À l’issue des deux prises en charge, les infirmières retrouvent l’interne du service, pour lui faire part de leurs observations et recommandations, le médecin référent du service restant le prescripteur. « Nous allons rédiger les transmissions dans le dossier », l’informent-elles avant de retourner à leur bureau.
Une expertise reconnue
Les échanges avec leurs collègues des autres services impliquent, pour les membres de l’EMASP, notamment les infirmiers dont le rôle est généralement prescrit, d’adopter une certaine posture. D’autant plus que « nous proposons des adaptations de prises en charge », rappelle Aurélia Scoazec Koch. « Aujourd’hui, il faudrait que nous parvenions à faire reconnaître officiellement cette expertise notamment avec des protocoles de coopération », estime Claire Marandin, cadre de pôle Santé publique et Soins de suite.
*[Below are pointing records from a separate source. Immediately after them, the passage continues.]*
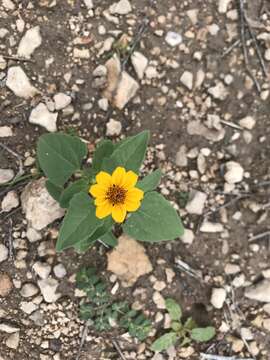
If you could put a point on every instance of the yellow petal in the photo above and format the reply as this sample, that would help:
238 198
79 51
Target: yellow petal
103 210
134 195
97 190
130 180
103 179
118 176
100 201
132 205
119 213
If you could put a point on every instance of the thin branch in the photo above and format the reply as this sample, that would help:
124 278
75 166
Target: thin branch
16 58
83 338
259 236
258 51
233 46
188 270
218 357
118 349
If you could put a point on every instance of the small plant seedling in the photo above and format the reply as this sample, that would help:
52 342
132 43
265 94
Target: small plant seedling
181 332
107 193
103 313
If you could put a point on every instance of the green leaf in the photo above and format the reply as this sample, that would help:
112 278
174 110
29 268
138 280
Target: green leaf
203 334
151 181
108 165
100 232
79 223
104 150
54 190
174 309
60 155
109 239
74 188
190 324
156 220
130 154
176 326
164 342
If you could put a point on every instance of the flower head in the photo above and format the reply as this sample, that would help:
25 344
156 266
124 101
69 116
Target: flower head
116 194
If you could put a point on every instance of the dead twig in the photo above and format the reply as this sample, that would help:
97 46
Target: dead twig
257 48
241 11
118 349
10 243
259 236
219 357
233 46
83 338
16 58
181 265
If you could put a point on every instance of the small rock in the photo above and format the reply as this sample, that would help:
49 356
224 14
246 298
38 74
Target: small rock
100 71
40 115
39 207
128 260
81 53
13 341
30 41
19 84
218 92
247 122
123 7
223 6
159 300
173 39
140 63
48 289
218 297
42 269
113 128
5 284
159 285
195 127
260 291
9 329
181 159
3 253
8 4
6 175
151 72
61 101
33 235
3 63
28 290
103 104
231 269
10 201
196 202
121 87
234 172
188 237
88 4
59 271
246 334
5 131
211 227
28 307
187 79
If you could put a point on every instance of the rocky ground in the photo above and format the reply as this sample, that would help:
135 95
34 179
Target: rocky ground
194 72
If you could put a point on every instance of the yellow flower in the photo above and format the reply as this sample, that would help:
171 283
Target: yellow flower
116 194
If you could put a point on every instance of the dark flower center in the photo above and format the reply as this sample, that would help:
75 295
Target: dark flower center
116 195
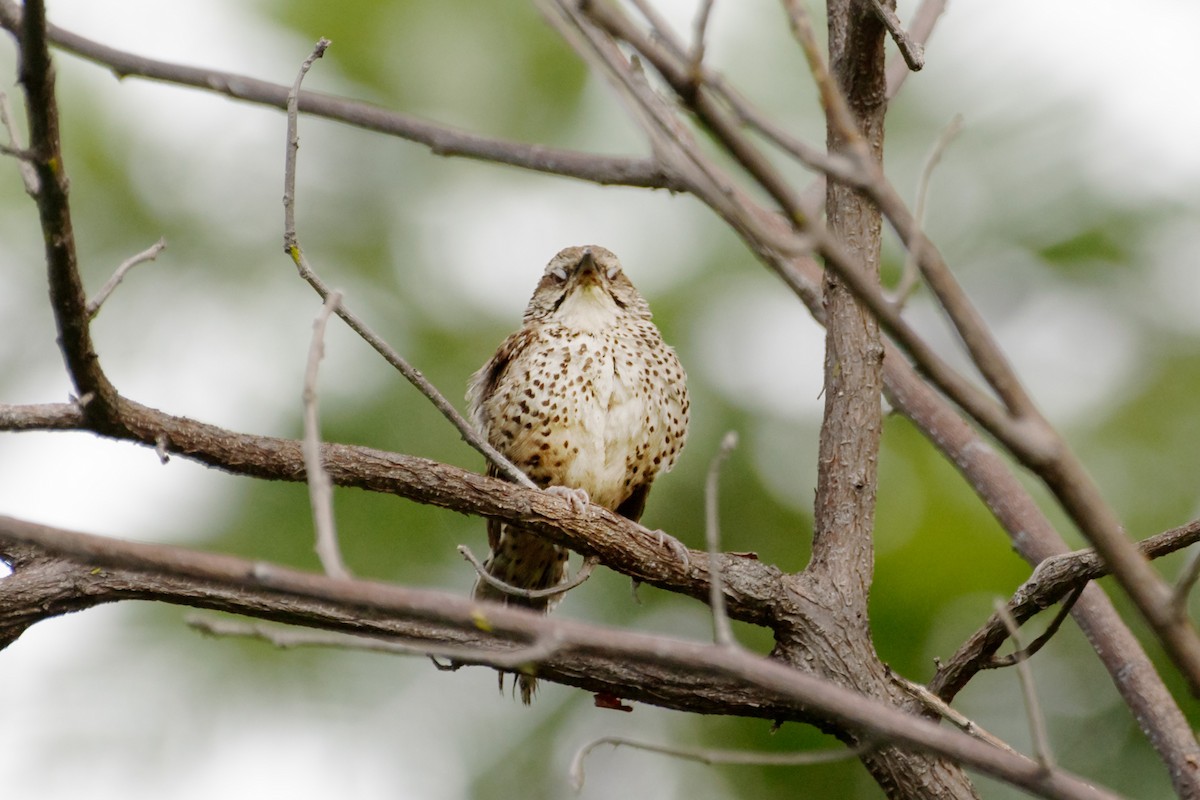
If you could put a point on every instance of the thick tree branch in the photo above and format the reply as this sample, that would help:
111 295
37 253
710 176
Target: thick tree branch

Outre les conseils aux professionnels, l’expertise de l’EMASP se manifeste à travers son activité de formation dispensée par l’ensemble de ses membres. Ils interviennent à l’Institut de formations paramédicales (IFPM) pour échanger sur les soins palliatifs. Ils proposent également deux jours de formation, deux fois par an, à l’ensemble des professionnels de l’hôpital ou encore des formations flash d’une heure environ, à la demande des services.
L’expertise hospitalière, qui s’acquiert avec la pratique, est le minimum requis lors du recrutement. L’appétence et l’intérêt de l’infirmier pour l’activité est également passée au crible, de même qu’il doit s’engager à suivre le Diplôme universitaire Soins palliatifs dans l’année qui suit son recrutement. « L’intégration d’un nouveau membre repose sur une réflexion d’équipe avec une étude de son CV, une rencontre avec le postulant et une journée en immersion, indique le Dr Boulesteix. Il faut avoir conscience que nous prenons en charge des situations graves, complexes, et il faut pouvoir y faire face. » Un temps de supervision avec une psychologue est d’ailleurs proposé à l’équipe une fois par mois, celui-ci faisant partie intégrante du travail en soins palliatifs.